Rosemary potatoes are relatively moderate in calories at 160 calories per 100g serving, and they provide decent fiber and protein to support satiety. However, the 6g of fat per serving is primarily from olive oil, which while nutritious, does add caloric density—so portion control matters if you're tracking calories closely.
Is Rosemary Potatoes heart-healthy?
These potatoes are prepared with heart-friendly extra virgin olive oil and contain no saturated fat to speak of, which is favorable for cardiovascular health. The potassium (190mg) also supports healthy blood pressure, though the sodium level does work against heart health benefits.
How does Rosemary Potatoes fit a low-sodium diet?
At 410mg of sodium per 99g serving, rosemary potatoes are too high in sodium for a strict low-sodium diet. If you want to enjoy them, you'd need to account for this as a significant portion of your daily sodium allowance.
What diets does Rosemary Potatoes suit?
Rosemary potatoes work well for vegetarian, vegan, and Mediterranean diets, thanks to the olive oil and herbs. They're also suitable for most balanced whole-food diets, though those focusing on very low-carb or keto approaches would need to limit portions due to the 18g carbohydrates per serving.
What should I watch out for with Rosemary Potatoes?
The sodium content at 410mg per serving is moderately high, making up about 18% of the daily limit if you eat just one serving.

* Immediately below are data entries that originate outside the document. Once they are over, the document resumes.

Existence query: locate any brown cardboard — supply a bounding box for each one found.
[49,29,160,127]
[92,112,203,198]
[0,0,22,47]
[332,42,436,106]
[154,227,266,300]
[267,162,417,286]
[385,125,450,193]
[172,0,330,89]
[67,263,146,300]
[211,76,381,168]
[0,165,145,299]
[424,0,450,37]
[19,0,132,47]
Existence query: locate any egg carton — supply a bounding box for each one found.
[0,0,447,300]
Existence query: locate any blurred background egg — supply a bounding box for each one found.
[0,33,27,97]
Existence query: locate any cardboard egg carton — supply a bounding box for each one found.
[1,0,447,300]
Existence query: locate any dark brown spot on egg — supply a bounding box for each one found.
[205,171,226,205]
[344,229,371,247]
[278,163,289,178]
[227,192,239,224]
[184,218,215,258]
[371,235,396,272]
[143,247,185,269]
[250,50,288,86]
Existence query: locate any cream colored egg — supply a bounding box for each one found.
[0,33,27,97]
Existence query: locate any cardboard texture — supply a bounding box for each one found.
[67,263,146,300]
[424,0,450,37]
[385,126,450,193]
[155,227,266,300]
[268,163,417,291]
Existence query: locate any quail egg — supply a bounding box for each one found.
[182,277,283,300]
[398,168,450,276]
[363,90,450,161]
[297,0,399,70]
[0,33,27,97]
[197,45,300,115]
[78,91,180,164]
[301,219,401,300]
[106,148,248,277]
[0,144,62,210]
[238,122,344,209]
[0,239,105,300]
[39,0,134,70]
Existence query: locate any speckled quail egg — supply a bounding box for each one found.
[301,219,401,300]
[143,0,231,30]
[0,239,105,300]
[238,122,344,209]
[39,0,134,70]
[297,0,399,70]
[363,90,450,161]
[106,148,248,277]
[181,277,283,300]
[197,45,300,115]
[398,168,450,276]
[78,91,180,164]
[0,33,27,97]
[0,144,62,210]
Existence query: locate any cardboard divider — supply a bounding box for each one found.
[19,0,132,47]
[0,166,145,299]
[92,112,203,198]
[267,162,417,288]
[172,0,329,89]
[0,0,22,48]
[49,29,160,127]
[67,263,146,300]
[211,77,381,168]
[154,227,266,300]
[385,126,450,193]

If you're consuming these alongside other sodium-containing foods, you could easily exceed recommended intake for the day.
Nutrition Q&A answers are based on USDA nutritional data and are for general informational purposes only. They are not a substitute for professional dietary or medical advice.